Monday, March 4, 2024

Virginia Beach residents say they were called ‘decrepit’ after asking condo to clear sand dune. Now they’re suing.

A sand dune has impeded beach access for three disabled people in the Bays Edge Condominium community, according to a federal complaint. (Adrienne Mayfield/Southside Daily)

VIRGINIA BEACH — After three years of fighting in and out of court over a sand dune that allegedly prohibits disabled homeowners in a Lynnhaven Shores neighborhood from accessing the beach, four people are suing a Virginia Beach condominium association and its property manager in federal court on the basis of discrimination.

The involved homeowners — 91-year-old Harry Seipel and his wife Andrea Boyce, 63-year-old Randolyn Halterman and 83-year-old Betty J. Carder — say that a sand dune that formed over a private path meant for Bays Edge Condominium residents has impeded their access to the Chesapeake Bay, according to a complaint filed in the U.S. District Court of the Eastern District of Virginia in Norfolk.

According to the complaint, the dune has created a drop off that is between three and six feet depending on the weather, making it impassable to disabled homeowners. Seipel, Halterman and Carder suffer from disabilities that limit their mobility. In 2015 Halterman fell while trying to access the beach using the private path and sustained “severe” injuries.

The Bays Edge Condominium Association and its manager, Hutcheson Realty Inc., are responsible for maintaining the area, including the walkway to the beach. From 2014 to 2015, the four homeowners asked the agencies to clear the beach access point, but they were ignored, the complaint alleges.

In May 2015, the homeowners paid a contractor $600 to have a portion of the sand dune removed, but when the association found out they reported them to the Virginia Beach Wetland’s Board. Siepel and Boyce were issued citations for unlawfully moving a sand dune; however, those hearings actually resulted in a $400 fine for the Bays Edge association, who in turn hired a lawyer to sue the homeowners in Virginia Beach General District Court for $25,000 in legal fees, the complaint states.

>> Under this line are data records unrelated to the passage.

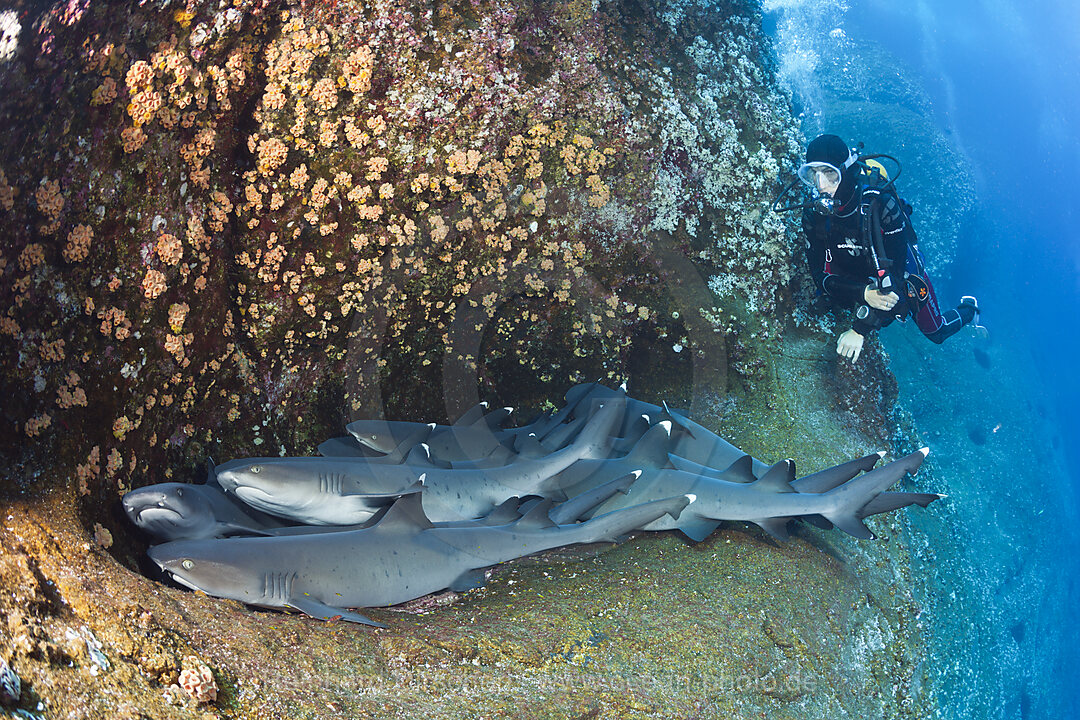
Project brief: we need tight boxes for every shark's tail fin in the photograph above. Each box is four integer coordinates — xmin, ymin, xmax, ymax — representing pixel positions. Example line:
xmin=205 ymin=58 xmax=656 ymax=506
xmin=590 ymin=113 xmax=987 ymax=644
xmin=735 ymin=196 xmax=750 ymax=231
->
xmin=859 ymin=492 xmax=946 ymax=517
xmin=792 ymin=452 xmax=885 ymax=492
xmin=822 ymin=448 xmax=930 ymax=540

After that suit was filed, Halterman asked about the status of clearing the beach path and was told to “piss off” by one of the association’s leaders, the complaint says.

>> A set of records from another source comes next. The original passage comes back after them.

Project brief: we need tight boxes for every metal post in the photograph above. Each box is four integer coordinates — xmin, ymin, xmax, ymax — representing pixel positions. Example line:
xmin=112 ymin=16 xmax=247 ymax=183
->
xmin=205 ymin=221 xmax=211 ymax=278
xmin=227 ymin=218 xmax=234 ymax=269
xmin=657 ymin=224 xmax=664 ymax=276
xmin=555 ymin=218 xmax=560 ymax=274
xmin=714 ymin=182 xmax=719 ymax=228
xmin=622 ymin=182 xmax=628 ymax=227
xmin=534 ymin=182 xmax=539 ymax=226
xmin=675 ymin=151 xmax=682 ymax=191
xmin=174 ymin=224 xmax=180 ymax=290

Boyce asked the same member about the status of the beach path and was told in an email, “If you are too decrepit to live in a three-story condo, with no elevator, and walk over a little sand, then move, and take your nasty friend [Halterman] with you,” the complaint alleges.

In November 2015, Seipel, Boyce and Carder filed a federal lawsuit against the association under the Virginia Fair Housing Act and the Americans with Disability Act. After about two weeks in court, the group was able to settle for a “confidential sum of money.” The association said that they would take steps to provide and maintain beach access for all residents, according to the complaint.

As a result of the federal lawsuit, the Virginia Beach General District Court suit was dismissed against all of the residents, except Halterman in which case it was “nonsuited.” When a lawsuit is nonsuited, it means that the legal matter is terminated without either side proving their case.

In April 2017, the homeowner’s lawyer asked Hutcheson Realty about what the association planned to do to clear the pathway, which was still blocked six months after the settlement. Until the pathway was permanently unblocked, the residents asked for the association to rent a golf cart that they could use between May and September, but the association didn’t respond, according to the complaint.

The association did hold meetings to discuss beach access, and they said they would vote on two proposals to build a beach dune walkover so the homeowners could access the space; however, instead the association purchased a “Mobi-mat” to lay over the dune. The slip-resistant walkway allows wheelchairs, walkers and strollers to go over sand, the complaint states.

While the Mobi-mat is helpful on flat sand, the homeowners say it didn’t fix the fact that the dune dropped off between three and six feet. They believe a better fix for their access and the health of the environment would be a walkover, according to the complaint.

The homeowners are asking for compensation for their financial and emotional suffering, as well as for the association to fix the access. They are asking for a jury to determine the outcome.

The Bays Edge Condominium Association and Hutcheson Realty Inc. did not respond to numerous requests for comment from Southside Daily.

Defense Attorney Todd Gaynor, who one of the attorneys representing the homeowners, declined to comment on the case.